Republican House leaders fast-track Lamborn bill to defund NPR
Colorado-Springs Republican Doug Lamborn has led the charge for two years to ban federal funding for National Public Radio programming. His bill has gained traction among Republican House leaders just as a conservative dirty-tricks media campaign waged against the public broadcaster has made news. Majority Leader Eric Cantor, looking to strike while the iron is hot, fast-tracked the bill, lining up a vote for today. The bill cuts no money from the federal budget.
“Taxpayers should not be on the hook for something that is widely available in the private market,” Lamborn said in a statement. “I wish only the best for NPR. Like many Americans, I enjoy much of their programming.”
Last year, Lamborn was less guarded about his motivations in writing the bill. He seized on the controversy over NPR’s firing of Juan Williams to rally conservatives who believe public broadcasting is liberal and biased. Lamborn appeared on the FOX network several times to make his case.
“You may have heard about the recent firing of NPR News Analyst Juan Williams and the $1.8 million donation by liberal activist George Soros to hire 100 NPR reporters,” Lamborn wrote to supporters at the time. “These two actions make it clear that public broadcasting is a friend and protector of liberal issues and political correctness, at the expense of free speech and balanced news reporting.”
Last week, top NPR fundraiser Ron Schiller resigned after conservative politics dirty trickster James O’Keefe released a hidden-camera video of Schiller making disparaging remarks about the Republican Party and the Tea Party. Like past O’Keefe product, the video was dubiously edited for effect. FOX News host Glenn Beck and others compared the video against raw footage and found it fundamentally altered and misleading.
The irony in the fact that conservative lawmakers like Lamborn are leaning on discredited overtly political media work produced by O’Keefe to bolster their claims that NPR is biased has thinned their case at all but the most conservative news outlets and in the right blogosphere.

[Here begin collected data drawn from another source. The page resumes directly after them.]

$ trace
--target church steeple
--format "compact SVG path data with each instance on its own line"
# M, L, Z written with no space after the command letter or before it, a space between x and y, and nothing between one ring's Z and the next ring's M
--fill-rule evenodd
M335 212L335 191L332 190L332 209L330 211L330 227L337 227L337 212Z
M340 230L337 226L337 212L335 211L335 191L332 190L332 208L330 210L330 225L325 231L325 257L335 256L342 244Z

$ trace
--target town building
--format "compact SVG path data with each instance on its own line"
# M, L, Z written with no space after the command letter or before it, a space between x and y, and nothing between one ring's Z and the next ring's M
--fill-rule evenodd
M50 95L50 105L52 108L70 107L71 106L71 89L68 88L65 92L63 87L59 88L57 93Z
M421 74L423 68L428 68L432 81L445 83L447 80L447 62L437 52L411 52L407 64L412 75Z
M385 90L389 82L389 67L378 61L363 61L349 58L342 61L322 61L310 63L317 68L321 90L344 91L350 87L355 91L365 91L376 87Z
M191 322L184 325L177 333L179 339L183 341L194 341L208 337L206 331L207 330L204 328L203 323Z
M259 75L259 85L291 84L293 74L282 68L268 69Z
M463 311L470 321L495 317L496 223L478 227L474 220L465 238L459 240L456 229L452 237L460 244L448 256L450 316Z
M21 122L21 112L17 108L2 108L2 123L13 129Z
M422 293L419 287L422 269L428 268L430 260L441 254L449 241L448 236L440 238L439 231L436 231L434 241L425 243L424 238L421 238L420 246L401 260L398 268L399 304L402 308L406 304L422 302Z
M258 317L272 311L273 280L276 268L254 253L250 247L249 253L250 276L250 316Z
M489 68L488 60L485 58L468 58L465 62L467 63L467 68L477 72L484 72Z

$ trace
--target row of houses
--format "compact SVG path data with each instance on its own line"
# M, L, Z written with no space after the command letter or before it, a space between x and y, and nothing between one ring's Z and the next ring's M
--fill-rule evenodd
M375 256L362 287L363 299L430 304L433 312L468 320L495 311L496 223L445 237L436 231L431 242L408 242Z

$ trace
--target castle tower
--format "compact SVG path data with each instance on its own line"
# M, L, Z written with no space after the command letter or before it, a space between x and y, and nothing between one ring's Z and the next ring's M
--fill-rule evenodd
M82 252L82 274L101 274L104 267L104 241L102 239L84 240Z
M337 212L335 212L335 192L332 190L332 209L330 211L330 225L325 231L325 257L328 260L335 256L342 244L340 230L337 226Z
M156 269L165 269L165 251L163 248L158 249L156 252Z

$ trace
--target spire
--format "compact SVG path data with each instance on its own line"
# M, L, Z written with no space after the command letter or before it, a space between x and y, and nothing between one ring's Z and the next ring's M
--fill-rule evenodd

O’Keefe has been warned repeatedly by judges that his wiretapping activities have been illegal. He plead guilty to breaking into Democratic Louisiana Sen. Mary Landrieu’s office last year to produce one of his hit-videos. His videos on ACORN, which conservative lawmakers seized upon to defund the low-income housing and voter registration organization, have been discredited. Judges ruled in cases across the states that ACORN did nothing illegal.
NPR fans and most Democrats in Congress support NPR tax-payer funding, calling the organization a valuable resource in the increasingly polarized and corporate media news environment.
The Wall Street Journal reports that Lamborn’s legislation “prohibits NPR and its local affiliates from using federal dollars to produce programming or purchase content from other member stations. Affiliate stations could only use taxpayer money for administrative costs, under the bill.” None of that cuts into federal spending.
NPR received $430 million in federal funding this year. Its stations receive roughly 10 percent of funding from tax dollars. Donations fund the rest of the NPR budget and those are hard to come by in large rural parts of the country.